Ten Pence Story

By Simon Armitage

Out of the melting pot, into the mint;
next news I was loose change for a Leeds pimp,
burning a hole in his skin-tight pocket
till he tipped a busker by the precinct.

Not the most ceremonious release
for a fresh faced coin cutting its teeth.
But that’s my point: if you’re poorly bartered
you’re scuppered before you’ve even started.

My lowest ebb was a seven month spell
spent head down in a wishing well,
half eclipsed by an oxidized tuppence
which impressed me with its green circumference.
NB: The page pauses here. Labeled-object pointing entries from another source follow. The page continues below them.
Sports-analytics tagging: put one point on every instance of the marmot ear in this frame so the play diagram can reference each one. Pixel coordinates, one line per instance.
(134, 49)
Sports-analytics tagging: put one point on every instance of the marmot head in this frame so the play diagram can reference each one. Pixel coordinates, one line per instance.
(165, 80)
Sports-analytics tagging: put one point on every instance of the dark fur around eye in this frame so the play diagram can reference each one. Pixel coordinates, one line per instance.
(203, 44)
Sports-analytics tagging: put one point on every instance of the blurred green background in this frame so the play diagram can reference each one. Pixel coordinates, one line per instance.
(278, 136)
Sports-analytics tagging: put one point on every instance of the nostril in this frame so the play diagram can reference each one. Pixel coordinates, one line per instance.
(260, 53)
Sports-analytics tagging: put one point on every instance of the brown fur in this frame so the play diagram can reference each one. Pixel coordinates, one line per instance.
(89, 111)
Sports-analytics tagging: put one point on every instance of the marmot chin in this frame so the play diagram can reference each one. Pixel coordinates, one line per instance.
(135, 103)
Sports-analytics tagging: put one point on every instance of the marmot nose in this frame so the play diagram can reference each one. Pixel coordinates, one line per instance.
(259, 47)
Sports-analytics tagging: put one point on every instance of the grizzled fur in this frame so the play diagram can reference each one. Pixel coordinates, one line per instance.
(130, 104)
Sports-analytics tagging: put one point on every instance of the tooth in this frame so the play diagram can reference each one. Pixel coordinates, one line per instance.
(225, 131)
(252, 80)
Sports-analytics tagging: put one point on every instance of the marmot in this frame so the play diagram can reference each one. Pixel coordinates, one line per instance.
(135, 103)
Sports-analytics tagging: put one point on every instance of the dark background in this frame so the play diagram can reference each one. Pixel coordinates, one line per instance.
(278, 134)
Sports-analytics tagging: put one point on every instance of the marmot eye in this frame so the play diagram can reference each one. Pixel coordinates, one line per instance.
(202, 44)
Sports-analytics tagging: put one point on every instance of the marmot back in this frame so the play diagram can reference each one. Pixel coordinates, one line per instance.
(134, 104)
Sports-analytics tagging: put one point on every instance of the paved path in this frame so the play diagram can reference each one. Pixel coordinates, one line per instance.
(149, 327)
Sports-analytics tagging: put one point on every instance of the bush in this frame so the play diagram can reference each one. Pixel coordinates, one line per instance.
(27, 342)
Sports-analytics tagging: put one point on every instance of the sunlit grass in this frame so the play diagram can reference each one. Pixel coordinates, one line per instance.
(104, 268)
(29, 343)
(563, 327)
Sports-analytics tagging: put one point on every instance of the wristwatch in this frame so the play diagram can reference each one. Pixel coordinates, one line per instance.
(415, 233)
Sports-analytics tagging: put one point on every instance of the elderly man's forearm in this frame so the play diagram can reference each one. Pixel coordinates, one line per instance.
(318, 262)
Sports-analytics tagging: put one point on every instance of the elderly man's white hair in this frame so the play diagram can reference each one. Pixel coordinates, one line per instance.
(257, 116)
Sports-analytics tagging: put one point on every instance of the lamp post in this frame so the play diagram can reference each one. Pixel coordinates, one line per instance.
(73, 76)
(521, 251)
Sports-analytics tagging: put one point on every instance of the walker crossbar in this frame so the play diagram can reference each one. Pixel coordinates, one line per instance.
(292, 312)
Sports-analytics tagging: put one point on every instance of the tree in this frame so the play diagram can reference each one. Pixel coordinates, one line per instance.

When they fished me out I made a few phone calls,
fed a few meters, hung round the pool halls.
I slotted in well, but all that vending
blunted my edges and did my head in.

Once I came within an ace of the end
on the stern of a North Sea Ferry, when
some half-cut, ham-fisted cockney tossed me
up into the air and almost dropped me

and every transaction flashed before me
like a time lapse autobiography.
Now, just the thought of travel by water
lifts the serrations around my border.

Some day I know I’ll be bagged up and sent
to that knacker’s yard for the over-spent
to be broken, boiled, unmade and replaced,
for my metals to go their separate ways…

which is sad. All coins have dreams. Some castings
from my own batch, I recall, were hatching
an exchange scam on the foreign market
and some inside jobs on one arm bandits.

My own ambition? Well, that was simple:
to be flipped in Wembley’s centre circle,
to twist, to turn, to hang like a planet,
to touch down on that emerald carpet.

Those with faith in the system say ‘don’t quit,
bide your time, if you’re worth it, you’ll make it.’
But I was robbed, I was badly tendered.
I could have scored. I could have contended.